Sunday, July 12, 2015

Kenya prepares for Obama’s big visit

Nairobi - The entrepreneurial spirit of Kenyans has come alive as the country gets ready to welcome US President Barack Obama to the country this Friday for the first time since 2006, when he came to Nairobi as the Chicago senator.
Obama’s three-day visit will mark a historic moment in Kenya’s 52-year-old history, as it marks the first time that a sitting US President will be visiting the country on an official State visit. It is the familial ties that have Kenyans scheming about how to make money.
Obama’s name is an industry in the land of his father. The last time he came to Kenya, the Kenya Breweries Limited, Kenya’s biggest beer-maker, rode on his celebrity status to sell a cheap keg beer aptly named Senator. When Obama was vying for the presidency in 2008, entrepreneurs came up with Obama T-shirts and caps, and they sold big time. Now he’s coming back, and the businessmen are getting ready.

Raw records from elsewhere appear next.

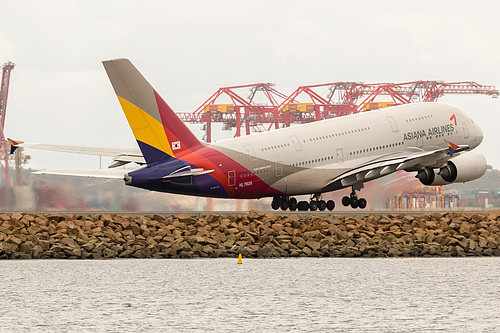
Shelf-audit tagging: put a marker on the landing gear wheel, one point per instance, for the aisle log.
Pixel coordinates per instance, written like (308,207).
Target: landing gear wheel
(303,205)
(284,204)
(354,202)
(276,203)
(362,203)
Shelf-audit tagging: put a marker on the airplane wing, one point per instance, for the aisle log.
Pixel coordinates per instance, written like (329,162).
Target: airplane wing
(121,156)
(411,159)
(92,173)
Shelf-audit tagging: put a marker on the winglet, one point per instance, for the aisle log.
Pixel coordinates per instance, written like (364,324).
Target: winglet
(451,147)
(13,145)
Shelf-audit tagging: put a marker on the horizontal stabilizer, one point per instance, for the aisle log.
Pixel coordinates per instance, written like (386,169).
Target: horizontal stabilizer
(92,173)
(88,150)
(188,172)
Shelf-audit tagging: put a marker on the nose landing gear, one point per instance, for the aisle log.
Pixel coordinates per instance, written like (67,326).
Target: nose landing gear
(314,203)
(353,201)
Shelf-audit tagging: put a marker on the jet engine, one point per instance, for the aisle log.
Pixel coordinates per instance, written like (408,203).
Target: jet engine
(462,168)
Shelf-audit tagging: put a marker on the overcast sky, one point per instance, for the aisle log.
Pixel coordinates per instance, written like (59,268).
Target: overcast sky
(60,93)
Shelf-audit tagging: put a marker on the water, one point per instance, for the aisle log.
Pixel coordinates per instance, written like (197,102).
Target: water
(261,295)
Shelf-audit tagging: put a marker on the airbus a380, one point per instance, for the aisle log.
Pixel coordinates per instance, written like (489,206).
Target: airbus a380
(433,140)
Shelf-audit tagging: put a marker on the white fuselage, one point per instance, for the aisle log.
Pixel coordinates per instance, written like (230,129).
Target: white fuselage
(303,159)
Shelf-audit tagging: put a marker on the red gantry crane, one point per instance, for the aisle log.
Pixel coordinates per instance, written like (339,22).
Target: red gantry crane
(4,92)
(341,98)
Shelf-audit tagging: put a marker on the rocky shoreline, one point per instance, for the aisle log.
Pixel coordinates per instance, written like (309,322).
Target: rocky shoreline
(255,235)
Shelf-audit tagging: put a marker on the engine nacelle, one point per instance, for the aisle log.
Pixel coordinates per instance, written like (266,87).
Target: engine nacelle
(462,168)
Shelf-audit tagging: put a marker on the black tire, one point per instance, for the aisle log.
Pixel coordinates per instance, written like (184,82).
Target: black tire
(276,203)
(284,204)
(362,203)
(303,205)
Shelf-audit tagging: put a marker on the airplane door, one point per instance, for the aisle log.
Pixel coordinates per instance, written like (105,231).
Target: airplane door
(231,178)
(251,152)
(279,169)
(394,126)
(296,143)
(466,130)
(340,156)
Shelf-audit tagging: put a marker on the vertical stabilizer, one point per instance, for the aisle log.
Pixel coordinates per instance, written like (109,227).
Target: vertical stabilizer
(157,129)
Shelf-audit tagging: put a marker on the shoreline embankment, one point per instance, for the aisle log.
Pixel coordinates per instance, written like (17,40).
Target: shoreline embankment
(254,235)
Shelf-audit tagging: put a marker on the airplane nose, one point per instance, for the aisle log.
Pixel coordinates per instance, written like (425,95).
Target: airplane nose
(479,135)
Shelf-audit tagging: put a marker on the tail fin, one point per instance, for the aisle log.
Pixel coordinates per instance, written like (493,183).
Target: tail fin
(157,129)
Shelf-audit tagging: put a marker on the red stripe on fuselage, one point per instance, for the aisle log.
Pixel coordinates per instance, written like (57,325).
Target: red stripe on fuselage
(248,187)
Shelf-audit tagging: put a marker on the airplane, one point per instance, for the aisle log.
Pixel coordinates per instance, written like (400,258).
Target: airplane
(432,140)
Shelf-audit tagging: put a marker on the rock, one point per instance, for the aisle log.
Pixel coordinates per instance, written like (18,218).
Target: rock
(13,240)
(186,219)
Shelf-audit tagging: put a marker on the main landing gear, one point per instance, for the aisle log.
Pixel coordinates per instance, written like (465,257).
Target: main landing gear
(291,203)
(353,201)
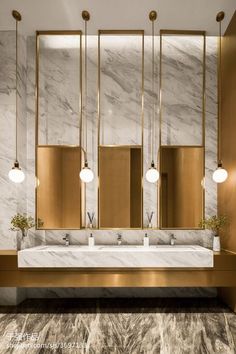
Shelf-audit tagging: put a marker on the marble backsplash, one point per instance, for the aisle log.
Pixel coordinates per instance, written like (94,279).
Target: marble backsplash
(22,198)
(116,84)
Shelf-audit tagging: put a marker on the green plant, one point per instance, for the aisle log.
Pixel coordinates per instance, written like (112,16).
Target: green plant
(214,223)
(22,222)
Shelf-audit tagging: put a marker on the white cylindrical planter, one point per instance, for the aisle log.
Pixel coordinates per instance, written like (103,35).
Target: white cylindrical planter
(216,244)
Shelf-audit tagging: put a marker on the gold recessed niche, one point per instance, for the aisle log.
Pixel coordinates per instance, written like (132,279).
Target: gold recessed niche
(120,167)
(182,167)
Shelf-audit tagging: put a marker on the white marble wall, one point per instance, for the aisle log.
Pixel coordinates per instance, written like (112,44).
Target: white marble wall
(12,196)
(118,87)
(121,122)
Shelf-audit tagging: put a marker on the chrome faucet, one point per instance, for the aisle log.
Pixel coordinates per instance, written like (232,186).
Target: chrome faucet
(172,239)
(67,240)
(119,238)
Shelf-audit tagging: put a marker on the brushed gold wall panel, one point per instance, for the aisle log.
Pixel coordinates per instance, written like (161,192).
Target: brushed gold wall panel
(59,189)
(120,187)
(182,194)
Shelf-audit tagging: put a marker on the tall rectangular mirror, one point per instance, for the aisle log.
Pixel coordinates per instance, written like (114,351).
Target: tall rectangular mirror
(182,187)
(60,195)
(120,187)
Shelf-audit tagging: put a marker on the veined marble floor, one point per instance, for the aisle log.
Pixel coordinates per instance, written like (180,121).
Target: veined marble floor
(127,326)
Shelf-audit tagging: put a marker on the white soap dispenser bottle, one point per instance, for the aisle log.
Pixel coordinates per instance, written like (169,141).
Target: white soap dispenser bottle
(91,240)
(146,240)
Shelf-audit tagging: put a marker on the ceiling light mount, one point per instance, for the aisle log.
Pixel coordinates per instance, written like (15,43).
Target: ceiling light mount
(220,16)
(16,15)
(153,15)
(85,15)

On Tom Mboya Street in downtown Nairobi – a street named after an independence-era minister, the man who airlifted Kenyans, including the father of the US President, Barack Obama Sr, to study in the US – the photo studios are advertising their wares using passport-size photos of the US president.
Magazines, TV stations and newspapers are running stories about Obama, and so is the Kenya National Theatre, which will be staging a musical on the life and times of the US president with key facts gleaned from the book Dreams From my Father: A Story of Race and Inheritance and the presidency.
Independent Media got in touch with award-winning thespian George Orido to ask him why he prepared the musical at this time. He answered that the play was staged to coincide with the visit so that Kenyans and Obama get to understand the familial ties and the craze about his Kenyan heritage.
“If he wasn’t coming home, there’d be no point. But now that he’s coming, it’s a momentous occasion for us to show the world what he’s made of,” said Orido, whose musical premieres on Tuesday. And yes, he’s already sent a note to the US Embassy inviting Obama and his entourage. A week ago, Deputy President William Ruto and the Speaker of the National Assembly, Justin Muturi, ratcheted up the anti-gay rhetoric, telling Obama and his entourage that Kenya had no room for gay people.
By upping the ante on the anti-gay talk, the two leaders spawned a demonstration on Monday by anti-gay activists led by a member of parliament, Irungu Kang’ata, who insisted the US President be clearly informed that Kenya will not entertain rights for gay people.
“We are telling Obama (that) when he comes to Kenya this month and he tries to bring the abortion agenda, the gay agenda, we shall tell him to shut up and go home,” the MP told his retinue of protesters, which included the Kenya Christian Professional Forum and a group of university students who all wore white T-shirts and chanted slogans such as “Protect the family!”
In Kenya, homosexuality is a crime punishable by up to 21 years in jail, with no option of a fine, as per the Penal Code. The White House this week said Obama will not be gagged.
The Kenyan government also bets on the trip to lift its fortunes, especially after a barrage of travel advisories that have hit the country’s tourism hard. President Uhuru Kenyatta’s spokesman, Manoah Esipisu, said Obama’s visit was an endorsement of Kenya as a safe investment destination.
The government and businessmen have already booked acres of space at the Kenyatta International Convention Centre – the biggest exhibition venue in the middle of the city – to showcase their wares, and sell opportunities from tourism, agriculture, manufacturing, and the technology and service industry.
The streets, too, are getting a facelift, with Nairobi Governor Evans Kidero in a hurry to plant flowers on the road from the Jomo Kenyatta International Airport to the city centre. Cabinet’s approved Sh953million (R100m) for the facelift of Nairobi, but they were quick to de-link it from the Obama visit.
On Friday, Kenyan Foreign Minister Amina Mohammed said Kenya and American officials will be meeting next week to put final touches on Obama’s itinerary. It’s only then that the world will know whether Obama will visit his grandmother, Sarah Obama, who has promised him a meal of smoked fish and chicken if he visits the village in Kogelo, in South Western Kenya, on the shores of Lake Victoria.
For now, it is the hoteliers smiling all the way to the bank, as they’ve recorded full bookings between July 24 and 27, when the summit will be running.